Les solitudes se ressemblent


Au fil des souvenirs de sa narratrice, née en 1965 à Saint-Maurice dans le Gard, Ahmed Kalouaz évoque la situation des harkis parqués dans des camps après la fin de la Guerre d'Algérie. Dans une alternance de tendresse et de violence, nous accompagnons le vagabondage de Fatima parmi ses rêves et ses pensées. Un texte très doux, très fort, très émouvant.

Fatima s'est accordé quelques jours pour réfléchir, faire le point. Ce n'est pas une retraite dans une abbaye ou un séjour dans un club de vacances mais une chambre toute simple dans un de ces hôtels qu'elle connaît bien pour y avoir fait le ménage pendant des années.
J'ai pris dix jours de liberté pour me raconter ma propre histoire, entendre les silences et les vacarmes intimement liés, fracas des armes et des âmes, linges pendus aux barbelés pour que le vent les sèche.
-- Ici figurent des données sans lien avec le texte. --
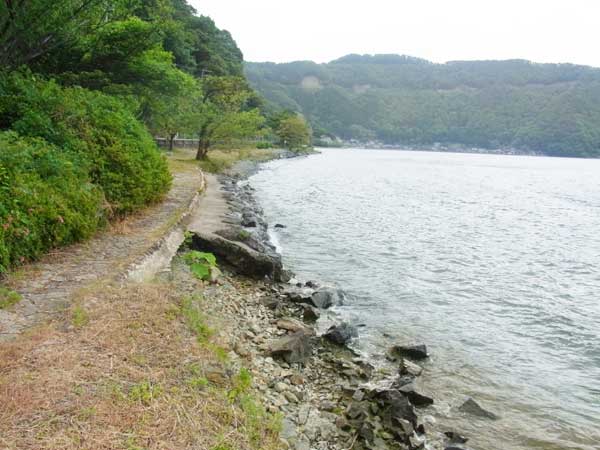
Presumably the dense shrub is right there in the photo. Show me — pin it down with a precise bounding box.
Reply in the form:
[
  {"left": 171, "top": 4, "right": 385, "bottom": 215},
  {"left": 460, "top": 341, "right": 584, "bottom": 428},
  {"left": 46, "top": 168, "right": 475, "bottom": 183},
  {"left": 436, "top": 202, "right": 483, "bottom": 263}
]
[
  {"left": 0, "top": 73, "right": 171, "bottom": 214},
  {"left": 0, "top": 132, "right": 105, "bottom": 273},
  {"left": 0, "top": 72, "right": 171, "bottom": 273}
]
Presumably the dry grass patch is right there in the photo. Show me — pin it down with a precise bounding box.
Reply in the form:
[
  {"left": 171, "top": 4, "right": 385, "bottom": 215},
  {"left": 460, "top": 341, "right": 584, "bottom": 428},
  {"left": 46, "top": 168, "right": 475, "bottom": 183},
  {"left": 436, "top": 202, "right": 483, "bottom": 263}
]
[{"left": 0, "top": 284, "right": 278, "bottom": 450}]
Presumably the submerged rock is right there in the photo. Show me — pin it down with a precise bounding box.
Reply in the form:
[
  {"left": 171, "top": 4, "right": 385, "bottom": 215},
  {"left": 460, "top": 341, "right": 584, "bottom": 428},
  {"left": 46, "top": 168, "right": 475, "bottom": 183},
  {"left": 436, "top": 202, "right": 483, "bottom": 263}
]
[
  {"left": 388, "top": 344, "right": 429, "bottom": 361},
  {"left": 399, "top": 358, "right": 423, "bottom": 377},
  {"left": 311, "top": 288, "right": 342, "bottom": 309},
  {"left": 271, "top": 330, "right": 312, "bottom": 364},
  {"left": 302, "top": 305, "right": 321, "bottom": 322},
  {"left": 323, "top": 322, "right": 358, "bottom": 345},
  {"left": 458, "top": 398, "right": 498, "bottom": 420},
  {"left": 444, "top": 430, "right": 469, "bottom": 444},
  {"left": 398, "top": 383, "right": 433, "bottom": 406},
  {"left": 276, "top": 317, "right": 308, "bottom": 333}
]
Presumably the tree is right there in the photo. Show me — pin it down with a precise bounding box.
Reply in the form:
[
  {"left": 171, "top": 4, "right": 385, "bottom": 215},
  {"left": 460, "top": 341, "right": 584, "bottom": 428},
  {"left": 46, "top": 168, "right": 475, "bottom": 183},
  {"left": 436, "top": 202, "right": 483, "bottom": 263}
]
[
  {"left": 0, "top": 0, "right": 124, "bottom": 68},
  {"left": 195, "top": 77, "right": 265, "bottom": 160},
  {"left": 275, "top": 114, "right": 312, "bottom": 150}
]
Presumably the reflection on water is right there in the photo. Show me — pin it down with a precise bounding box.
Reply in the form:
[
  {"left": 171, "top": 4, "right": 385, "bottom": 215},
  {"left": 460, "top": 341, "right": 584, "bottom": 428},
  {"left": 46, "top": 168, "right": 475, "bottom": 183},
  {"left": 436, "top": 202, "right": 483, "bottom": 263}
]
[{"left": 251, "top": 149, "right": 600, "bottom": 450}]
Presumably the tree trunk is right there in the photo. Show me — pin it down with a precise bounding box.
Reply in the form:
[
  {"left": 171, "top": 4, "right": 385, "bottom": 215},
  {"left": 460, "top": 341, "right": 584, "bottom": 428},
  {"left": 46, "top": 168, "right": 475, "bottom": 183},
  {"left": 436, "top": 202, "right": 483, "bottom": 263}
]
[{"left": 196, "top": 139, "right": 210, "bottom": 161}]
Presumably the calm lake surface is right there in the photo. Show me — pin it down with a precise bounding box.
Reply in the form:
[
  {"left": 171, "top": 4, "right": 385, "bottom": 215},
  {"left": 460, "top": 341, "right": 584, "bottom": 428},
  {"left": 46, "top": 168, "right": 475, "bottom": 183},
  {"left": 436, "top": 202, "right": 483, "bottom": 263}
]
[{"left": 250, "top": 149, "right": 600, "bottom": 450}]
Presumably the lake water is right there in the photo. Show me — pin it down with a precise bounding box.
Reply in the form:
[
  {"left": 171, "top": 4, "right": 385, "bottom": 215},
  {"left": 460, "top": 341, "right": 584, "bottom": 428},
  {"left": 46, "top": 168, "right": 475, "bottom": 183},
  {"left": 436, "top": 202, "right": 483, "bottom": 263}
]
[{"left": 250, "top": 149, "right": 600, "bottom": 450}]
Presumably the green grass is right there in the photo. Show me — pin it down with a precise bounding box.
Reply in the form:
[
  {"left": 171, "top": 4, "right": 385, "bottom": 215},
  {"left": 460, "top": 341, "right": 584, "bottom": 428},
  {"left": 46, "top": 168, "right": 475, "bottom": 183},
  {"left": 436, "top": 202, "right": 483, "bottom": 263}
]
[
  {"left": 181, "top": 297, "right": 214, "bottom": 344},
  {"left": 0, "top": 286, "right": 22, "bottom": 309},
  {"left": 71, "top": 305, "right": 90, "bottom": 328},
  {"left": 128, "top": 381, "right": 162, "bottom": 406}
]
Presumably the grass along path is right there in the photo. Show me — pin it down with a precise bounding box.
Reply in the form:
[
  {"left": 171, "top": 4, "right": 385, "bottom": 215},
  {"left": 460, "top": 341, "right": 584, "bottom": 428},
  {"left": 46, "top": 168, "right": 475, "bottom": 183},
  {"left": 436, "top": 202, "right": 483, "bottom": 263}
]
[{"left": 0, "top": 149, "right": 202, "bottom": 341}]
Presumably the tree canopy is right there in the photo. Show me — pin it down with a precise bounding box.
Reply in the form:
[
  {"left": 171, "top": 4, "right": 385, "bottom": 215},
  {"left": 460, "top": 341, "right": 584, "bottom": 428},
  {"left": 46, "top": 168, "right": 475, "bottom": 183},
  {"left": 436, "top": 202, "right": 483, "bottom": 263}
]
[{"left": 0, "top": 0, "right": 255, "bottom": 274}]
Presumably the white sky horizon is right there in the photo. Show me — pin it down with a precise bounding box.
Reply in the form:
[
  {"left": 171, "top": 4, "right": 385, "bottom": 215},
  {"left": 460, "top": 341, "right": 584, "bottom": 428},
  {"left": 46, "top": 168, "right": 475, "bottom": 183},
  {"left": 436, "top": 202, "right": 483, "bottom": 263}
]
[{"left": 189, "top": 0, "right": 600, "bottom": 67}]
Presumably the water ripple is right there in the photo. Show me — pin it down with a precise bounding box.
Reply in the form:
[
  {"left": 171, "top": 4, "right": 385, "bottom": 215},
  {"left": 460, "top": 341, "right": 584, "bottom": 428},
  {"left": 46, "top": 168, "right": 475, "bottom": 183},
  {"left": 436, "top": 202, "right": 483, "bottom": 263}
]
[{"left": 251, "top": 150, "right": 600, "bottom": 450}]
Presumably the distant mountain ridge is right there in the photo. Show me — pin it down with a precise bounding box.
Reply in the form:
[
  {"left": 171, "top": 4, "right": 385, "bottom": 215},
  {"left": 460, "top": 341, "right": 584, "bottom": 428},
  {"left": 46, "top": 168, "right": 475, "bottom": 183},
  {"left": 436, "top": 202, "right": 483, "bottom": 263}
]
[{"left": 245, "top": 54, "right": 600, "bottom": 157}]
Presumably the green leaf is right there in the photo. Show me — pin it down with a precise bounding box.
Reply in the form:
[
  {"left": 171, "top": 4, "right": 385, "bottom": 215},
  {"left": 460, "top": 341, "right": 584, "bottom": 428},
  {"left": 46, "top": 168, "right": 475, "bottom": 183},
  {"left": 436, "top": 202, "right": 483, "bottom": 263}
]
[{"left": 190, "top": 263, "right": 210, "bottom": 280}]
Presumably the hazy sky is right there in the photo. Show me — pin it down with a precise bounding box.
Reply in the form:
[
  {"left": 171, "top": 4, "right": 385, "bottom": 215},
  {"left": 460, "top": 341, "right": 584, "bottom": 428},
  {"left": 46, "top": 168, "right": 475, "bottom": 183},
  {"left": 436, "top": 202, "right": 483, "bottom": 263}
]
[{"left": 190, "top": 0, "right": 600, "bottom": 67}]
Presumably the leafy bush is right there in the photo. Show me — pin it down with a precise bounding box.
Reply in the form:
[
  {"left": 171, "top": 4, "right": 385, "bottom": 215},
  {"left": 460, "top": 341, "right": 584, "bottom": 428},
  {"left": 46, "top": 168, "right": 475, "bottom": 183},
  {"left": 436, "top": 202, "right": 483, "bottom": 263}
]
[
  {"left": 0, "top": 72, "right": 171, "bottom": 273},
  {"left": 0, "top": 72, "right": 171, "bottom": 214},
  {"left": 183, "top": 250, "right": 217, "bottom": 280},
  {"left": 0, "top": 132, "right": 105, "bottom": 273}
]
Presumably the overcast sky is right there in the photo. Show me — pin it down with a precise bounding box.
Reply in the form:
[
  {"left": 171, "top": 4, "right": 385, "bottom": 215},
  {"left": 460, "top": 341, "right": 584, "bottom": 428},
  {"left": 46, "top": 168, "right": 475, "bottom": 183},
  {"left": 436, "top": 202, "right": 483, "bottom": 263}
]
[{"left": 189, "top": 0, "right": 600, "bottom": 67}]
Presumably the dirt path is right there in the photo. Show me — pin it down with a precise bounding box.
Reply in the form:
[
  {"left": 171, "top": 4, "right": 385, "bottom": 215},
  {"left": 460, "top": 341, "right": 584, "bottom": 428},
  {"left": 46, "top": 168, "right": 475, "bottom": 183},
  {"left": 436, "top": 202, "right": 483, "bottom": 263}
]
[{"left": 0, "top": 154, "right": 206, "bottom": 341}]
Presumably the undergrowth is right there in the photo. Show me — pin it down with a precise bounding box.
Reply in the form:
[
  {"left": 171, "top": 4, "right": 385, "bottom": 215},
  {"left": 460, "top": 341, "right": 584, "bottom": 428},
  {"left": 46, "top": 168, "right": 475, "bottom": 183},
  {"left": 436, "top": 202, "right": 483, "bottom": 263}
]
[{"left": 0, "top": 286, "right": 21, "bottom": 309}]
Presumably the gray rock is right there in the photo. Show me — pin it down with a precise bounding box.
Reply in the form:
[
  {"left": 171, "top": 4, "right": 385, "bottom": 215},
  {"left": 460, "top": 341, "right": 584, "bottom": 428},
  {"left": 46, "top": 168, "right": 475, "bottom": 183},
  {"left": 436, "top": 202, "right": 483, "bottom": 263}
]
[
  {"left": 458, "top": 398, "right": 498, "bottom": 420},
  {"left": 276, "top": 317, "right": 306, "bottom": 332},
  {"left": 192, "top": 232, "right": 282, "bottom": 281},
  {"left": 271, "top": 331, "right": 312, "bottom": 364},
  {"left": 323, "top": 322, "right": 358, "bottom": 345},
  {"left": 283, "top": 285, "right": 315, "bottom": 305},
  {"left": 273, "top": 381, "right": 289, "bottom": 393},
  {"left": 388, "top": 344, "right": 429, "bottom": 360},
  {"left": 374, "top": 389, "right": 417, "bottom": 428},
  {"left": 444, "top": 430, "right": 469, "bottom": 444}
]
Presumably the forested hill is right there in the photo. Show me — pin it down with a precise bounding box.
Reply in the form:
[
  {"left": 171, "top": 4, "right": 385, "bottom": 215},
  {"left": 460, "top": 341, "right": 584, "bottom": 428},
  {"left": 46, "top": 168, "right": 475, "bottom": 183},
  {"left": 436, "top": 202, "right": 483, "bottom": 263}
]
[{"left": 245, "top": 55, "right": 600, "bottom": 157}]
Elle revoit des bribes d'enfance. Lorsque je suis née, mes parents et tant d'autres vivotaient depuis trois ans dans ce camp ouvert à la hâte. Pour le trouver, il faut aller au bout d'une route étroite reliant deux villages, croiser de nombreux chemins menant dans les vignes. Un seul, en haut d'une petite côte, s'enfonce dans une forêt de chênes verts ceinturée de barbelés. Des panneaux indiquent qu'il s'agit d'un terrain militaire. Camp de prisonniers pendant la Seconde Guerre mondiale, des miradors en dominent encore les abords.
Elle évoque le quotidien, l'école et l'instituteur qui l'appelait Hélène, le prénom français qui lui avait été attribué arbitrairement par le directeur du camp comme à chaque naissance ; la soumission et l'isolement de la mère qui n'a jamais appris le français ; les colères du père qui pouvait se montrer violent et qui ont motivé certaines de ses fugues d'adolescente comme ce jour où il a commencé à défaire sa ceinture parce qu'il l'avait surprise avec un tube de rouge à lèvres. J'ai compris qu'il me fallait fuir, courir pour ne pas me retrouver défigurée ou le dos lardé par les coups.
Enfance dans la peur et dans la honte, comme toutes les familles de ces hommes qui, par choix ou par défaut, avaient aidé l'armée française et qui se retrouvaient maintenant traités par tous comme des pestiférés, humiliés par la France et considérés comme des traitres par l'Algérie devenue indépendante.
Elle repense à la rébellion de ces jeunes qui, en 75, ont pris en otage le directeur du camp dans son bureau à la mairie, armés de fusils et d'explosifs récupérés sur un chantier, menaçant de tout faire sauter. Comme par miracle, le lendemain de la prise d'otage, les autorités décrétaient que le camp serait fermé immédiatement et que les habitants pourraient aller s'installer où bon leur semblerait.

Mais elle parcourt aussi ses cinquante ans de vie de femme, le bonheur partagé quelques temps avec un syndicaliste. Dans le camp j'ai vécu l'agonie de mes parents, mais aussi appris la colère, les poings que l'on serre. Avec l'homme que j'ai accompagné un bout de vie, j'ai entrevu des parcelles de paradis, côtoyé les batailles de son syndicat, le droit de marcher fièrement. Les convictions et le refus des compromis. Mon fils s'est nourri de cela, c'est peut-être ce qui l'a poussé à s'en aller très vite, à voler par-delà les océans.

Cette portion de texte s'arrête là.